PostgreSQL no SQL Series Note 2


/the_one_with_the_general_intro

the first note on the postgreSQL noSql series was about installing and doing some basic setup for us to get going.
this note will serve as a general intro to no sql and we’ll be diving a little bit into postgres jsonB, but just a little, so we can see the differences in approaching a solution either with traditional tables and columns and a new document based focus.

/to column or not to column

storing data in columns is actually very easy and convenient.

let’s say you have a list of books at home and want to produce a catalog of them. you can define a book like this:

  • book: ( id, author, title)

then someone comes with a really neat international system to catalog the books… ISBN. So it’s time to add that to your book definition like this

  • book: ( id, author, title, ISBN)

and then you lend some books to your friends. As you already have a db with all your books, you can easy track which ones are lent and to whom by adding a simple column…

  • book: ( id, author, title, ISBN, lent_to)

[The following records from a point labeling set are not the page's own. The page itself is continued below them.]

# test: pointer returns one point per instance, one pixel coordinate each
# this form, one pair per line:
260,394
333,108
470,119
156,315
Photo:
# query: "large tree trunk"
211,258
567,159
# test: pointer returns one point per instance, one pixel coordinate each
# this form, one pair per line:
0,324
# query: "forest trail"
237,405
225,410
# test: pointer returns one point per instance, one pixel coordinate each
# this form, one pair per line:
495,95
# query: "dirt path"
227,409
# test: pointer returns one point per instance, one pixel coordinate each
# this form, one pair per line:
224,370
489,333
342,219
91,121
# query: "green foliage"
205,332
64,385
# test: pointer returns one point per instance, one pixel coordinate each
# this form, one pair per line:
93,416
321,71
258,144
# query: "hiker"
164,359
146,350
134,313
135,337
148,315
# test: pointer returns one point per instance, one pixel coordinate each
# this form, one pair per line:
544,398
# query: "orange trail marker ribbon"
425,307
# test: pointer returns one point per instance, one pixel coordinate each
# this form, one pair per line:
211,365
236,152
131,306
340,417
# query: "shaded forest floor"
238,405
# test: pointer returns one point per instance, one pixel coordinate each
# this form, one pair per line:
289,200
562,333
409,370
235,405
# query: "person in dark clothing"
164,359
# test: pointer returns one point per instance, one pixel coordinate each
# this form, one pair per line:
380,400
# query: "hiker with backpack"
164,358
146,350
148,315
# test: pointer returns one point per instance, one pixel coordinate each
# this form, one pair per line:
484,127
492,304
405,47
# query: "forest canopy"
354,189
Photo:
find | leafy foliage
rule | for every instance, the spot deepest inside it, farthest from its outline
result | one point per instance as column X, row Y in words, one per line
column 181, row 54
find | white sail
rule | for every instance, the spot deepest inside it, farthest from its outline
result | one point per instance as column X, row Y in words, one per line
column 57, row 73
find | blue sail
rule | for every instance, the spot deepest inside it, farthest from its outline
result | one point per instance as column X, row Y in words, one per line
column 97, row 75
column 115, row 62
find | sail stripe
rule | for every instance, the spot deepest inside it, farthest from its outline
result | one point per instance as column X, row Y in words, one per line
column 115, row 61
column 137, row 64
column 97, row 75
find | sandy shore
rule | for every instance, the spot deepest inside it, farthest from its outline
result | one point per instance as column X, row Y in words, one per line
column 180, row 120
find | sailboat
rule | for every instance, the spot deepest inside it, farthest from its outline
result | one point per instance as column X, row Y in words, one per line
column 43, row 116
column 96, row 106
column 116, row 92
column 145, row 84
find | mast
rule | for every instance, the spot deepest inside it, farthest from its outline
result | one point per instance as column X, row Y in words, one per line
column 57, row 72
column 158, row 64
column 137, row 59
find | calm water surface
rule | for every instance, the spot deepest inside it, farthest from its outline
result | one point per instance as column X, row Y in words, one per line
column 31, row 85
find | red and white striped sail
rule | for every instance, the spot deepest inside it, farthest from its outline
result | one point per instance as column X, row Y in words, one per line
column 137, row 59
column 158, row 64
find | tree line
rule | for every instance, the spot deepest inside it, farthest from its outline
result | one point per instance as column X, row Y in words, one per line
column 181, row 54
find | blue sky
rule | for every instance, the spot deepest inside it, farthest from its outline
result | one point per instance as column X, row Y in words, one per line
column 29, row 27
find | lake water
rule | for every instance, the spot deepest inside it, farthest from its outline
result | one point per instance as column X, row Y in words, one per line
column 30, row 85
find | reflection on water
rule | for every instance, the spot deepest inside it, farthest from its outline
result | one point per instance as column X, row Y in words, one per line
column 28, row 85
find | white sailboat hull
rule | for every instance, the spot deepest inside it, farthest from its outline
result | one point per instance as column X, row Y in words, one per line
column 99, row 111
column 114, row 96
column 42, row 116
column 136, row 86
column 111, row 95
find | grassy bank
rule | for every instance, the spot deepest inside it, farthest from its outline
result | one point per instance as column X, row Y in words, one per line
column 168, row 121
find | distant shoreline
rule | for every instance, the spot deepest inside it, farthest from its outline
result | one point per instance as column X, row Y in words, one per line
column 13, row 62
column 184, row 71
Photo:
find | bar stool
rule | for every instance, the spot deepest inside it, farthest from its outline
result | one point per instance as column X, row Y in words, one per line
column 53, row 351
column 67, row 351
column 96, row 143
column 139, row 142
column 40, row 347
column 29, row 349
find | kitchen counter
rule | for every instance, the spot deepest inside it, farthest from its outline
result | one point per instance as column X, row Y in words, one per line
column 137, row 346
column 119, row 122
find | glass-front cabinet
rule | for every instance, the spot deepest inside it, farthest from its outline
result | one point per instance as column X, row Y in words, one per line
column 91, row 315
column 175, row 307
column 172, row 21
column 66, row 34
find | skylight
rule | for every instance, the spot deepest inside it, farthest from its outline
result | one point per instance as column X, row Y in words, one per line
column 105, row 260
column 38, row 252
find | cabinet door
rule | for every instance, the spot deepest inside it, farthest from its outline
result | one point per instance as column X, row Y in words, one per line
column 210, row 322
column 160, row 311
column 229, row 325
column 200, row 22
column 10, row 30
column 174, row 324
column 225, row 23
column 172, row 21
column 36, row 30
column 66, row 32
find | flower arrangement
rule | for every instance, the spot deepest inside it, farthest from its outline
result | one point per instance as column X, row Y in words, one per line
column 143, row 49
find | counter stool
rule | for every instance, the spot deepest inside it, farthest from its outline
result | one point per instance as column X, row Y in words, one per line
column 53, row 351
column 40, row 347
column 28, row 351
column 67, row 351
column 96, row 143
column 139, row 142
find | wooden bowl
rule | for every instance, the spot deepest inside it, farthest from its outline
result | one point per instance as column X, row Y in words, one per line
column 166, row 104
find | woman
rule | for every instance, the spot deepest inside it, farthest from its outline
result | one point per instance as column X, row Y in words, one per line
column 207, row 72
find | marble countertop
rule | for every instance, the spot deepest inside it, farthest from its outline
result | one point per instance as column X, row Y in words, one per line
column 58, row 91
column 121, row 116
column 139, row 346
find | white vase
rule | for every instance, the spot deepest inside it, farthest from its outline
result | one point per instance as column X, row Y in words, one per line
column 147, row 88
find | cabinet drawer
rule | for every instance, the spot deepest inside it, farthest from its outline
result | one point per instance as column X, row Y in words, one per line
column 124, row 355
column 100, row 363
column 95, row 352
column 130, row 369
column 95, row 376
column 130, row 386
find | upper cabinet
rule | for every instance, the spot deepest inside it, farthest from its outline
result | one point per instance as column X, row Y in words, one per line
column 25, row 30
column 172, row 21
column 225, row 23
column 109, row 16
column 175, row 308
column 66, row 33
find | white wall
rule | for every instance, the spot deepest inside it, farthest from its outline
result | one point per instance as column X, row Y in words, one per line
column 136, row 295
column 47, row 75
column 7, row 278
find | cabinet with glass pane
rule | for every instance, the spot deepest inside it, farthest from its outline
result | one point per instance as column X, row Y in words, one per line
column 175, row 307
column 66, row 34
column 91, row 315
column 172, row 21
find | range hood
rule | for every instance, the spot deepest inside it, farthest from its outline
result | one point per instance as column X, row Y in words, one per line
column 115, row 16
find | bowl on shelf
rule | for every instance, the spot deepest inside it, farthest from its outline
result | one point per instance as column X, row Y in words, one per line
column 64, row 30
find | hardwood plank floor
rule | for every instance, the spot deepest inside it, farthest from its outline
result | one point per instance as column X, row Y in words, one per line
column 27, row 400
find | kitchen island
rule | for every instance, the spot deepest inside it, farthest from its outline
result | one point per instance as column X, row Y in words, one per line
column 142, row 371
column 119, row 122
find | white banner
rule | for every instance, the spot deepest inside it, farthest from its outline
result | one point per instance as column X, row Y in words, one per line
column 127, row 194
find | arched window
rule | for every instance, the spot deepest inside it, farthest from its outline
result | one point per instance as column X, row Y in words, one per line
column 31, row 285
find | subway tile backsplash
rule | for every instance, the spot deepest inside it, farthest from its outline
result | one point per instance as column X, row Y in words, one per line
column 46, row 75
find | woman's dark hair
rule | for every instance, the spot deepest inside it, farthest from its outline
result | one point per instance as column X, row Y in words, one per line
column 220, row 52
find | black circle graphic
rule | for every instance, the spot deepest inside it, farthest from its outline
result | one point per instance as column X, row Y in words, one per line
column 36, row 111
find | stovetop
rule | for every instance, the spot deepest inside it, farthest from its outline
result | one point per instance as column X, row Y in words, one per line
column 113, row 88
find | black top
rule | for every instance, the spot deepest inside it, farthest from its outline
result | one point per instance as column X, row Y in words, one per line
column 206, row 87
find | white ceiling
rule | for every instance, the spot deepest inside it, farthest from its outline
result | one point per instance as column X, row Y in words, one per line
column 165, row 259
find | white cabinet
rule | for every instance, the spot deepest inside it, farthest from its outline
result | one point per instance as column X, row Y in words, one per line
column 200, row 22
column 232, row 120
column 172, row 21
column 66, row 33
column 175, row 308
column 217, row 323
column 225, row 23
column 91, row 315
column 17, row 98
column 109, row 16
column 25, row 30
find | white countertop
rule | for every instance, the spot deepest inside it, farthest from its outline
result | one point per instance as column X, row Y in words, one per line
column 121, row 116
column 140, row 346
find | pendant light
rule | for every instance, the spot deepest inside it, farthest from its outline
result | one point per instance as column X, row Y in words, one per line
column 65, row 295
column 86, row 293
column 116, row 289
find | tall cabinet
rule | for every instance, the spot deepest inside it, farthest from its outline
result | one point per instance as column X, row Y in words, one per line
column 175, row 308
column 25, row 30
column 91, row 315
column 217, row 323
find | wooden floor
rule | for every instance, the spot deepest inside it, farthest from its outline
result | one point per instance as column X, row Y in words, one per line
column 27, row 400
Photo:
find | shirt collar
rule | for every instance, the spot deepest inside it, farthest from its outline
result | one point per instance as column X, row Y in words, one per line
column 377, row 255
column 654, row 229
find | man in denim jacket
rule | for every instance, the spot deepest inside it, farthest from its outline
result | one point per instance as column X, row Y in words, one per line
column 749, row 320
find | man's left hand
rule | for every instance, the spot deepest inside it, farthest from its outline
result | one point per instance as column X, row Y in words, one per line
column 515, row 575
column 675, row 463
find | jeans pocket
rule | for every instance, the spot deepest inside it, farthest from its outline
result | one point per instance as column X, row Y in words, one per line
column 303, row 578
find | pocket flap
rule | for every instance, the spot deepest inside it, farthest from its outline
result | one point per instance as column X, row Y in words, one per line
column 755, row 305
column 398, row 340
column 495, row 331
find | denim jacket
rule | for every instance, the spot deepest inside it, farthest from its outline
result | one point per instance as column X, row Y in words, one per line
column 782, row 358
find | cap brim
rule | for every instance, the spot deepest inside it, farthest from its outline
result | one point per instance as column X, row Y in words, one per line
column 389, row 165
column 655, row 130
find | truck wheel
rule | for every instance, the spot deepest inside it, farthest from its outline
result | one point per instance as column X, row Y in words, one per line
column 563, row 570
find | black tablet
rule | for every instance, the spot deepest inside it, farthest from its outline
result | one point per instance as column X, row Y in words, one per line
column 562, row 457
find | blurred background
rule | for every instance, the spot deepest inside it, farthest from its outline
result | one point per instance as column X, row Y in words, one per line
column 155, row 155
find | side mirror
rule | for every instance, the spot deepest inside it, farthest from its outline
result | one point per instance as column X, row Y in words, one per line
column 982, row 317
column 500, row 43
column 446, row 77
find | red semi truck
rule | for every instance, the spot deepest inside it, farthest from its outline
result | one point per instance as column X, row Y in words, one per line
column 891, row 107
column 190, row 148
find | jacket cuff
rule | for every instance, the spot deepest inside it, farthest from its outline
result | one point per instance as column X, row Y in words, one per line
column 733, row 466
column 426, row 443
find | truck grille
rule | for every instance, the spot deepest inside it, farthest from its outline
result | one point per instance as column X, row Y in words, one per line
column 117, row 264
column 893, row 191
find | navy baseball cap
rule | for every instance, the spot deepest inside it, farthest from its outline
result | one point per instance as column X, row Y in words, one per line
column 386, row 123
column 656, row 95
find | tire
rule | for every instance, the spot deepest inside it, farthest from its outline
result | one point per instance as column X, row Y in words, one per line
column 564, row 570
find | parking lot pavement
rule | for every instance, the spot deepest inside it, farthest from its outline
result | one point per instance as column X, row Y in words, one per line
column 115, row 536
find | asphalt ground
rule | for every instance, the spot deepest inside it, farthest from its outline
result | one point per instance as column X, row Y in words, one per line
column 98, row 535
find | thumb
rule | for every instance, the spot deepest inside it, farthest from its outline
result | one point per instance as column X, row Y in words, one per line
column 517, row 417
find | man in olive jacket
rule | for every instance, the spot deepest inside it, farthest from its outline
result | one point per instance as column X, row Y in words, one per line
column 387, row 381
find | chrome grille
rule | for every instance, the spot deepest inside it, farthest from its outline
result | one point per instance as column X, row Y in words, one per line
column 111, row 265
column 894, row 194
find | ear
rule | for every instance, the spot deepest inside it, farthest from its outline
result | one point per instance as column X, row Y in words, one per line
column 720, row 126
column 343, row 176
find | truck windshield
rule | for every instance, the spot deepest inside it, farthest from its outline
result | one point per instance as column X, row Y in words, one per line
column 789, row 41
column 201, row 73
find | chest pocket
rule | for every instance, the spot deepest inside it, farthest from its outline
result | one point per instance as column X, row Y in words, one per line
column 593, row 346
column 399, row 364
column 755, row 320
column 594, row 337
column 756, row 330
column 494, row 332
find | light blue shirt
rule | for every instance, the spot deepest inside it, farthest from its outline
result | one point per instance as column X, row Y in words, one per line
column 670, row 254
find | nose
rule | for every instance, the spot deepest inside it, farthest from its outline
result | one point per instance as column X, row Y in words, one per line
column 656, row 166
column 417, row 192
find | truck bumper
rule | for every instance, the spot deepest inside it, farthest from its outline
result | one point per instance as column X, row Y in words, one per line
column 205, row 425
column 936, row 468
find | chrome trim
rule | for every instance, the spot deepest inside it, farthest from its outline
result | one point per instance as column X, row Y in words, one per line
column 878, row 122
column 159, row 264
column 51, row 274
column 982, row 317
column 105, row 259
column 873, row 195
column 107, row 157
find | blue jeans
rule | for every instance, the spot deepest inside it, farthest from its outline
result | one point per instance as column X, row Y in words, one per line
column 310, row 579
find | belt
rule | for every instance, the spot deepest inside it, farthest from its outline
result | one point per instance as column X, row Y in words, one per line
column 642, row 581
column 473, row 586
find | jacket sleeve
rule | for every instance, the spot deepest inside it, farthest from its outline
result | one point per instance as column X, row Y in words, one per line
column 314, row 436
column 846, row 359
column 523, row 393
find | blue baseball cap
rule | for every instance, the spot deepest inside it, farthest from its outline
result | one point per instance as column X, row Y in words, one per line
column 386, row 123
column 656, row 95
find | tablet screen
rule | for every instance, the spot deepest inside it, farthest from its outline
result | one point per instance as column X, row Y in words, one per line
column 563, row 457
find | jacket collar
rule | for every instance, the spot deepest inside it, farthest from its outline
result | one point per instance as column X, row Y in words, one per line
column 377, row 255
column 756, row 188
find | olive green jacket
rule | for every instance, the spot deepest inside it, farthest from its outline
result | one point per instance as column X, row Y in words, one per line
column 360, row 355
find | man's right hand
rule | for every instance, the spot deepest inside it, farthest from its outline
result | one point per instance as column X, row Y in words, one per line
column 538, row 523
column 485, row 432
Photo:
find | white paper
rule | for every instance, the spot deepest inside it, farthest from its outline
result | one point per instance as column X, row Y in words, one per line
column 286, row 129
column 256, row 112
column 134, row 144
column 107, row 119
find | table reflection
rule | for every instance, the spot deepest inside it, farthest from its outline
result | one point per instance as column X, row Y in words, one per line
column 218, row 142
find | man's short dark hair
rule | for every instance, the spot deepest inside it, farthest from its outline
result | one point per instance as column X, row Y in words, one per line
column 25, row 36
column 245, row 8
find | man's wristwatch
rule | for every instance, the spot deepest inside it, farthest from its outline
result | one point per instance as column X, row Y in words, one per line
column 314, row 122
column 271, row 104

this is how this will look like with data

books
id  | author    | title     | ISBN    | lent_to
----+-----------+-----------+---------+------
1   | tolkien   | the hobbit| someISBN| mike

the lent_to field will have the name of your friend and then you realize you want to capture the name and last name of your friend…
easy, let’s make another definition… the people you lent those books too…

  • book: ( id, author, title, ISBN, lent_to)
  • borrower: ( id, first_name, last_name)

now things get a bit complicated, but not much really.
the lent_to field on the books definition will now store your friend’s id and all of your friend’s data will be stored somewhere else

this is how this will look like with data with 2 tables

books and borrowers
#book:
id  | author    | title     | ISBN    | lent_to
----+-----------+-----------+---------+--------
1   | tolkien   | the hobbit| someISBN| 2

#borrower:
id  | first_name| last_name 
----+-----------+-----------
1   | jake      | smith
----+-----------+-----------
2   | mike      | johnson

this is far from the end right? Where is actually that book? Alright let’s add your friend’s address. As we did before it is handy to have the addresses on a different table and reference the address with an id. we will have now 3 tables like this:

  • book: ( id, author, title, ISBN, lent_to)
  • borrower: ( id, first_name, last_name, address)
  • address: ( id, street_name, street_number, postal_code)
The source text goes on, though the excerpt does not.